Doet onverwijld melding aan de toezichthouder Beschermd Wonen en Maatschappelijke Opvang van iedere calamiteit en ieder geweldsincident dat zich heeft voorgedaan bij het bieden van beschermd wonen en verstrekt naar aanleiding van een melding gegevens, daaronder begrepen persoonsgegevens, en gegevens betreffende de gezondheid en andere bijzondere persoonsgegevens, voor zover deze voor het onderzoek van de melding noodzakelijk zijn. Persoonsgegevens ten aanzien waarvan de zorgaanbieder of de beroepskracht op grond van een wettelijk voorschrift of op grond van zijn ambt of beroep tot geheimhouding is verplicht, worden uitsluitend zonder toestemming van betrokkene verstrekt, indien deze niet meer in staat is de toestemming te geven dan wel dit noodzakelijk kan worden geacht ter bescherming van cliënten (conform artikel 3.4 lid 2 en 3 Wmo 2015).
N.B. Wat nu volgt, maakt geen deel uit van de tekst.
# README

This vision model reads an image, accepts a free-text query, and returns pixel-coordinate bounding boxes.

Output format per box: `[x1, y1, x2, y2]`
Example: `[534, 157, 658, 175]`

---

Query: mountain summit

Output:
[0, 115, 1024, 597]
De zorgaanbieder van een beschermd wonen voorziening in pgb:
Draagt zorg dat de te benutten locatie(s) voldoen aan het lokale bestemmingsplan en de vergunnings-technische eisen alsmede andere wet- en regelgeving die van toepassing is ten aanzien van gezondheid, veiligheid en leefbaarheid en heeft nadrukkelijk oog voor de woonomgeving van de beschermd wonen locaties. Dat betekent dat de zorgaanbieder bereikbaar is voor omwonenden en instanties en bij overlast zorgt voor een open communicatie, zodat daarmee de leefbaarheid van de direct omgeving wordt gewaarborgd.
Het college ziet op verschillende manieren toe op de naleving van deze eisen. Bijvoorbeeld door gesprekken met de cliënt, het opvragen van documenten/ administratie en het zo nodig in overleg met de cliënt ter plaatse controleren van de geleverde voorzieningen. Daarnaast kan de Toezichthouder kwaliteits- en/of rechtmatigheidsonderzoek doen.
4 Pgb en kleinschalige wooninitiatieven
Artikel 4.1 Kleinschalige wooninitiatieven
Een kleinschalige wooninitiatief is een kleinschalige woonsituatie waarin een groep bewoners die zorg en/of ondersteuning nodig hebben vanwege een beperking, op één of meerdere adressen dicht bij elkaar wonen en gezamenlijk hun zorg en ondersteuning inkopen en organiseren.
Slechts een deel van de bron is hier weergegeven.